“In case of medical climate emergency break glass”

Copyright Gareth Morris

As a psychologist, I know only too well the varied ways that we humans are distracted from painful knowledge that conflicts with our wishes, or our prevailing world view, or with wider political ideologies. And along with others, I see how citizens in the UK and beyond are increasingly confronted with the painful consequences of the wilful blindness in those who purport to lead us, but who deliberately and ignorantly seek to evade the truth. Hillsborough, Grenfell, the Post Office, and now the contaminated blood scandal: all show the dire consequences of silencing those who try to speak out against what they see happening. 

The climate and environmental crisis unfolding around us is the biggest, most unconscionable, and yet entirely avoidable scandal of all, threatening the health, lives and continued existence of billions of humans and the species with which we co-exist. But raising the alarm about what is happening is a very risky undertaking. People who do so through peaceful protest face hefty fines, the loss of their jobs and even of their freedom. They speak out because they understand the science, see the evidence of what is already happening, fear an unchecked catastrophic future, and hold open positive hope for change through direct action. 

On 3 June 2024, a group of six health workers – two consultants, two GPs and two nurses – face the start of a seven-day trial in the Crown Court. They had taken peaceful action to raise the alarm about climate and environmental damage. On 17 July 2022, the eve of the hottest day ever seen in the UK, they carefully broke eight panes of glass at JP Morgan’s Canary Wharf European headquarters, after scattering signs about them saying: “In medical climate emergency break glass”.

Health professionals hold a responsibility to protect public health where they see threat. JP Morgan is the largest funder of fossil fuels in the world, and the biggest funder of oil and gas extraction in the Amazon. And just like the cigarette manufacturers of old, the bank and the businesses it supports know full well the devastating impacts of their products yet keep silent about them. 

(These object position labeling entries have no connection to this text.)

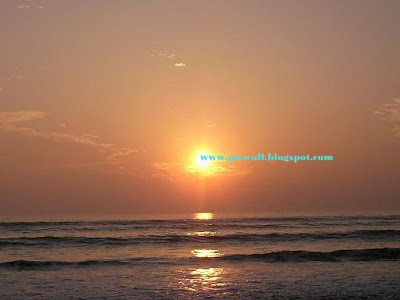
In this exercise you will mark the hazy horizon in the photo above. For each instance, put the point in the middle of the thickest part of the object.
(104, 106)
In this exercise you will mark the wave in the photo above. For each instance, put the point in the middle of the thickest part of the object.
(333, 256)
(175, 238)
(189, 220)
(376, 254)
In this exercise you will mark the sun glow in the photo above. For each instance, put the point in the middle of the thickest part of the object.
(202, 163)
(203, 216)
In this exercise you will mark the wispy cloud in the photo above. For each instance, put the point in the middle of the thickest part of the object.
(24, 6)
(10, 122)
(166, 55)
(214, 170)
(390, 112)
(180, 65)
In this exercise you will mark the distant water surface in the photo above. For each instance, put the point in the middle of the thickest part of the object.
(201, 256)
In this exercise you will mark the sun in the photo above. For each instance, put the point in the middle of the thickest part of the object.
(202, 163)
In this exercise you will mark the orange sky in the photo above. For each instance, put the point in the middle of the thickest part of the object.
(104, 103)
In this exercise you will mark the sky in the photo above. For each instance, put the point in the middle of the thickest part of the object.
(104, 106)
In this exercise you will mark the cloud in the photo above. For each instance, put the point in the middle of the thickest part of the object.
(390, 112)
(166, 55)
(24, 6)
(180, 65)
(9, 122)
(214, 170)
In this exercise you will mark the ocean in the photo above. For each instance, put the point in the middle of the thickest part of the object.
(204, 256)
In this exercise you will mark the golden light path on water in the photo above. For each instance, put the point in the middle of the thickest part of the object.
(203, 278)
(203, 216)
(206, 253)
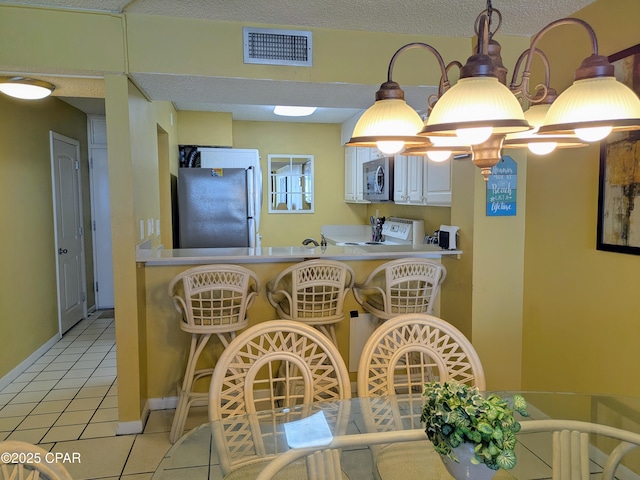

Cigarette harms were bad enough: climate breakdown is of an entirely different order of magnitude. We absolutely cannot continue with business as usual, and remain safe. The impact of the record-breaking heat of 2022 was even greater than anticipated. The Office for National Statistics reports that during the five heat-periods between June and August 2022, 56,303 deaths occurred in England and Wales: 3,271 deaths (6.2 per cent) above the five-year average. And for each of those deaths there will have been a cascade of other health impacts. Even worse, and unfairly, the most vulnerable (the oldest, youngest, poorest and already most ill) inevitably suffer the most.

We do not have to stand silently by while harms rage around us. We are not all in a position to take the huge risk of active protest, but we can think, reflect, respect and give moral support to those who put their bodies and freedoms on the line for all of us.

The good news is that a different world view is possible. By challenging entrenched power structures, and through developing new social imaginaries in the ways we talk and share with one another, we can build a climate of loving care instead of careless profit and damage. Change is in the air. Supported by good research led by climate scientist Tim Lenton at the University of Exeter, we know that there can be social tipping points for good, as well as awful physical tipping points when we breach safe planetary boundaries. 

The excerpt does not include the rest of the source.